Last Updated:
Google logo against a backdrop of filing cabinets

This item has been flagged as inappropriate - What google reads in your private docs

David Rutland
David Rutland Privacy

Yes, I know. If you’re using Google - or any cloud provider, you can’t assume that anything is private at all. The cloud is just someone else’s computer and if you’re not paying for it, you’re the product - you’ve heard it all before and I’m sure you’re as tired of the old truisms as I am.

But they’re truisms for a reason, and it’s accepted as fact that Big G mines everything for clues as to your sexual orientation, pet ownership status, and how often you brush your teeth. They do this so they can aim advertising at you and sell the data to other companies to sell you advertising.

But there’s an expectation of privacy, regardless. Especially if you’re using it for work-related purposes. I know it doesn’t make sense, but literally billions of people use Google services. They email their friends, relations, and co-workers using Gmail or GSuite; They write novels, formulate plans; share works-in-progress and conduct business using Google’s (frankly excellent) online office suite.

Because it works so very very well, it’s easy to ignore that all Google products exist for the sole purpose of mining information.

Until they remind you.

Content scanning is business as usual

A pair of scary red eyes

One of this author's part time freelance gigs is writing for a VPN affiliate company masquerading as a privacy website.
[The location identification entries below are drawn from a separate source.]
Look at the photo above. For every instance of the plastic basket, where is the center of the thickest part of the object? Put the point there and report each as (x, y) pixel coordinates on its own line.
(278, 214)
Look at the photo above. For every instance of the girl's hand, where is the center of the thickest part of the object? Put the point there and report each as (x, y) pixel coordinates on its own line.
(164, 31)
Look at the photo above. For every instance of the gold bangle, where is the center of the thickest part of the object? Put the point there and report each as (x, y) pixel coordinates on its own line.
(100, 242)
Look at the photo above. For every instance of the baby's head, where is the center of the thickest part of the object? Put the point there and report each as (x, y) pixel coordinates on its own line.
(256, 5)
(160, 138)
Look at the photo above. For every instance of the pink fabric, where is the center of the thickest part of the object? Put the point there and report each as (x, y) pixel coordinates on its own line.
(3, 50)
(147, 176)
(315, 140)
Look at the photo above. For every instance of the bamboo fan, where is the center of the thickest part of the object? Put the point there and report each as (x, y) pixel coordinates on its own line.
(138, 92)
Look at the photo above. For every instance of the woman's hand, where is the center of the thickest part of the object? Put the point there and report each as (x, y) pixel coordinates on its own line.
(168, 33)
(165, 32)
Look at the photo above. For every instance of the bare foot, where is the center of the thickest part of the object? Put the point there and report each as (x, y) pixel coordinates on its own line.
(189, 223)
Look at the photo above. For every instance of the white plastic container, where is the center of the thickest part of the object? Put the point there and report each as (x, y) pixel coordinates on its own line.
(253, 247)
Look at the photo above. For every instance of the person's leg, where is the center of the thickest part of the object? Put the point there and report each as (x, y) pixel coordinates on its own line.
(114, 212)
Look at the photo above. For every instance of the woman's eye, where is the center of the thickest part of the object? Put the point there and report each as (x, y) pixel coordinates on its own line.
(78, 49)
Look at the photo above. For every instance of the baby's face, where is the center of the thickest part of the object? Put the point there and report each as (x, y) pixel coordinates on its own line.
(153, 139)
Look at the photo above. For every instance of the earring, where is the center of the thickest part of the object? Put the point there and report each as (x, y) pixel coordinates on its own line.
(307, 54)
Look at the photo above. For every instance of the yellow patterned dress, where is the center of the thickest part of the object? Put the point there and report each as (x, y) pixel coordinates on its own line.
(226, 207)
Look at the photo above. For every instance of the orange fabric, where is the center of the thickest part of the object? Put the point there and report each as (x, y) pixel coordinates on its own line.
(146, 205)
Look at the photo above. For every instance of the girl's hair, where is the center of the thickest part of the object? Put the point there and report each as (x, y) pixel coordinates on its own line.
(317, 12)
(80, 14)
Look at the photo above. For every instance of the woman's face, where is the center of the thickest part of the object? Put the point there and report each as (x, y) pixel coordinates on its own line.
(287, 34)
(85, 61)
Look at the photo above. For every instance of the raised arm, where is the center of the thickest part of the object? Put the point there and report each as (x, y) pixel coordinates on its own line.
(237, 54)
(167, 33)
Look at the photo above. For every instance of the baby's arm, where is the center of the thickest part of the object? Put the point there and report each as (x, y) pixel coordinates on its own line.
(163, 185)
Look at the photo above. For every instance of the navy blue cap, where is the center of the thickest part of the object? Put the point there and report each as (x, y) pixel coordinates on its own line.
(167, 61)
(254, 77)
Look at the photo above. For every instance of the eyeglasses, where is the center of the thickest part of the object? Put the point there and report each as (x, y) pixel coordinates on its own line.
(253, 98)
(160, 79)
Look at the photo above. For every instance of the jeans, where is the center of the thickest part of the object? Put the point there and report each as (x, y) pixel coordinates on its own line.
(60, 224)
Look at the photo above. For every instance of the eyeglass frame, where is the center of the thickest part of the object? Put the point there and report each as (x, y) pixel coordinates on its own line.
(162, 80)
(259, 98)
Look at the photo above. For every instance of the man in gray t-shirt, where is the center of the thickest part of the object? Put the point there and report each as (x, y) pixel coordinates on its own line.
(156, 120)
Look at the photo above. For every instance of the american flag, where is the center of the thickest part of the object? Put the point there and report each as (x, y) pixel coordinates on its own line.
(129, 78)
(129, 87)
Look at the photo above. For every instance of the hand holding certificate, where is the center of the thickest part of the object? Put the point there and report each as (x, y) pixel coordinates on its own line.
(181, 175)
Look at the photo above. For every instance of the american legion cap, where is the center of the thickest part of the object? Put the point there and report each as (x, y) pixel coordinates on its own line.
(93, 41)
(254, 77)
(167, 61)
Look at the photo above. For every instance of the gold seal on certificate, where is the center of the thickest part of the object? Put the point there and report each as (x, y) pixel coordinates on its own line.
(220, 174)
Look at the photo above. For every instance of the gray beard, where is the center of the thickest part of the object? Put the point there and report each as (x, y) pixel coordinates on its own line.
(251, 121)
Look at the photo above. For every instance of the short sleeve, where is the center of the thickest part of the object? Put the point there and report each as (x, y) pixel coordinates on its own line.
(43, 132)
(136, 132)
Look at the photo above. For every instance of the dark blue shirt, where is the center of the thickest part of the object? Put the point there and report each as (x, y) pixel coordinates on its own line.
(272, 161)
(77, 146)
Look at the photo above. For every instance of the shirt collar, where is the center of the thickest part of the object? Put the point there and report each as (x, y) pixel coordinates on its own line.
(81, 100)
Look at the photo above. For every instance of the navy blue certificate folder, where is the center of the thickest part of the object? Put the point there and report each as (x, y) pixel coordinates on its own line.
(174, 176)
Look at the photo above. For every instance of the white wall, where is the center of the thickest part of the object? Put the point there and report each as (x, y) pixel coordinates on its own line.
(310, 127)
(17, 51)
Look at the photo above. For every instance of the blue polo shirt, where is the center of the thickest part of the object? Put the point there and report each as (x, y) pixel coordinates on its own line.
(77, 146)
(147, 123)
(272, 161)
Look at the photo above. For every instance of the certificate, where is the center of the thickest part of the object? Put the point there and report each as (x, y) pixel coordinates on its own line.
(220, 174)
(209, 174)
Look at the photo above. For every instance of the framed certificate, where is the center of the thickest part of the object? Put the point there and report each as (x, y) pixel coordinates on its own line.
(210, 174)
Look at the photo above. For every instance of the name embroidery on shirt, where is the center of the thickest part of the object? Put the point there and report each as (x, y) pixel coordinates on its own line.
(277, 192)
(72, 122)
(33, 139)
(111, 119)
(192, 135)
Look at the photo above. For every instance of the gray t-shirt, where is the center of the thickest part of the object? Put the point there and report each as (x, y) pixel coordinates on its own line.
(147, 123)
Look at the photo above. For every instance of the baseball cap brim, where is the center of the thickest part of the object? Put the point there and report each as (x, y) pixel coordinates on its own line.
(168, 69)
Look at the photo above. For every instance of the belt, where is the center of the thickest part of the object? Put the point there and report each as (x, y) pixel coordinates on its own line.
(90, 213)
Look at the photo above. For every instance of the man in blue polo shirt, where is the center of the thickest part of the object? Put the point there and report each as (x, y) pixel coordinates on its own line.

I’m not proud of it, but it helps pay for my financially crippling shortbread addiction, and keeps the Crow-mobile’s wheels from falling off.

While most of the content is SEO buffed VPN articles that are refined for any possible VPN-related query (eg: How can I watch Venezuelan league matches in Arkansas), I’m not involved in that part of the business - I do genuine(ish) articles on privacy, encryption, and security.

The article involved was about PayPal scams, and, involved among things, phishing emails - the kind which look like this.

A made up scam email from Amazon

This article is part of a team effort, and needs to be shared in order to further optimise SEO, do layout, formatting and inject affiliate links.

It’s a legit and useful guide, so imagine my surprise when I was greeted with this warning:

A message stating This item has been flagged as inappropriate and can no longer be shared

This item has been flagged as inappropriate and can no longer be shared ? what the hell does that mean?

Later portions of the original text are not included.